O projecto é assim, aparentemente, desenvolver uma concepção da acção divina especial (acção para lá da criação e da preservação) que não envolva intervenção. Mas o que seria a intervenção na imagem da mecânica quântica? Não é fácil dizer. Na verdade, não é fácil ver como a intervenção poderia ser diferente da acção divina para lá da criação e da preservação. Contudo, se não há qualquer diferença entre elas, a acção divina especial seria apenas intervenção, caso em que o projecto de desenvolver uma concepção da acção divina especial que não envolva intervenção não é promissora.

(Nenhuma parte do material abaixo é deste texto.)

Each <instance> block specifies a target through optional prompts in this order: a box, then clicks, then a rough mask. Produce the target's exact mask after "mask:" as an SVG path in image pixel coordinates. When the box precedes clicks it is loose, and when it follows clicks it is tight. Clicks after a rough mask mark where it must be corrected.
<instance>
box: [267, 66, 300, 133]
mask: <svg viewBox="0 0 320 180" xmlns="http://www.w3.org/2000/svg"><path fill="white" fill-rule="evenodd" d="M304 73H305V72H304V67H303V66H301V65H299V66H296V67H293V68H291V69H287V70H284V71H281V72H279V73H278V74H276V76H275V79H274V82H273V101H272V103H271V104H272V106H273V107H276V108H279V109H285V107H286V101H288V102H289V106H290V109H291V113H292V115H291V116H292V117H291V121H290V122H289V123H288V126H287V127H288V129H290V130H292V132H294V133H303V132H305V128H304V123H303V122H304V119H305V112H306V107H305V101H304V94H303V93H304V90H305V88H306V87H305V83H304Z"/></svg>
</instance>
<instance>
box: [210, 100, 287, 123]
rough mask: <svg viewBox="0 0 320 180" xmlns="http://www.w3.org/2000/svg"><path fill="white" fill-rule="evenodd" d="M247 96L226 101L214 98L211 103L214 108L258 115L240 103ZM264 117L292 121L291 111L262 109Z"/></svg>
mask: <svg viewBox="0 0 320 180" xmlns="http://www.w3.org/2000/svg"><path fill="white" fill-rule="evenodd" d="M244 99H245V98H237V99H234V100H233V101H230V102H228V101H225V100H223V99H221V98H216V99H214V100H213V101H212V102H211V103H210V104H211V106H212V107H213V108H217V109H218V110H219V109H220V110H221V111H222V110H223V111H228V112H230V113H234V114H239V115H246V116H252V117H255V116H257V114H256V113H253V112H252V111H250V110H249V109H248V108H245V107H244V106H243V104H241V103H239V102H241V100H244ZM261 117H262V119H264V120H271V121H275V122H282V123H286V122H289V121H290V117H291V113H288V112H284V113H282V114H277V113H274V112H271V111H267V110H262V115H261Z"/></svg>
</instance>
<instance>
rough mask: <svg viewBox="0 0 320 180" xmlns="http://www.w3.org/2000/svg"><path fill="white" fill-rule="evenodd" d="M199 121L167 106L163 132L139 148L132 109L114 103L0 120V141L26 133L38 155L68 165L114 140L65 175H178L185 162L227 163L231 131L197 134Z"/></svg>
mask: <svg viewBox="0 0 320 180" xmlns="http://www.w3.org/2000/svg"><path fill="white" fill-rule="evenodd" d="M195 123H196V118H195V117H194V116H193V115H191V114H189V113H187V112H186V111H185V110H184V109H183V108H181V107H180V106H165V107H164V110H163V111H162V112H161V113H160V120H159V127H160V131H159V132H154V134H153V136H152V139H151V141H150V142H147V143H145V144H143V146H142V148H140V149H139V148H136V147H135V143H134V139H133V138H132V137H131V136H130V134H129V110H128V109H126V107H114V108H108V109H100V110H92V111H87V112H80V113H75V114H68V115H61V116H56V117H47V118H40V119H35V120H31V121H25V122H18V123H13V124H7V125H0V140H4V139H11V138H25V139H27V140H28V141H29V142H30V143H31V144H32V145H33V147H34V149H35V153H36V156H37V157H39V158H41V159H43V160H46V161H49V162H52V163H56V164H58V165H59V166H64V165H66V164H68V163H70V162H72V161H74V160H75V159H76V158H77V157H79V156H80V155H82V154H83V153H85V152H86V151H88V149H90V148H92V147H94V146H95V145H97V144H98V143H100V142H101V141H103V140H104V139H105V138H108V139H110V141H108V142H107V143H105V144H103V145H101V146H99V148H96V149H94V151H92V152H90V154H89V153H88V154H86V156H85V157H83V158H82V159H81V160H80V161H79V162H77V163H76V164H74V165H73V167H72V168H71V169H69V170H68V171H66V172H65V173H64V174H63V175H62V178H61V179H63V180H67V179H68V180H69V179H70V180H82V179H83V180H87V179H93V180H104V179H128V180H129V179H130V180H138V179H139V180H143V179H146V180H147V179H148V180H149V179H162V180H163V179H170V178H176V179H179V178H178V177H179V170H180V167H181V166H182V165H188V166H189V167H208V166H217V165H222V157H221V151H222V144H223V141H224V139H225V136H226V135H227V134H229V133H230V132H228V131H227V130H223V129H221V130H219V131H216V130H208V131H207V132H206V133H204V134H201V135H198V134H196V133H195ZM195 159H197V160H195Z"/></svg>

Mesmo assim, uma terceira área de alegado conflito entre a crença religiosa e a ciência tem a ver com as diferentes atitudes epistémicas associadas a cada uma delas. Eis, por exemplo, John Worrall:

“A ciência, ou antes, a atitude científica, é incompatível com a crença religiosa. A ciência e a religião estão num conflito irreconciliável […] Não há maneira de ter uma mentalidade apropriadamente científica e ser um verdadeiro crente religioso.” (Worrall 2004, p. 60).

Na ciência, a atitude epistémica dominante (segundo esta tese) é a investigação empírica crítica, propondo teorias que são sustentadas hipotética e temporariamente; estamos sempre dispostos a abandonar uma teoria a favor de uma sucessora mais satisfatória. Na crença religiosa (e.g., cristã), a atitude epistémica da  desempenha um papel importante, uma atitude que difere tanto quanto à fonte da crença em questão, como na disponibilidade para a abandonar.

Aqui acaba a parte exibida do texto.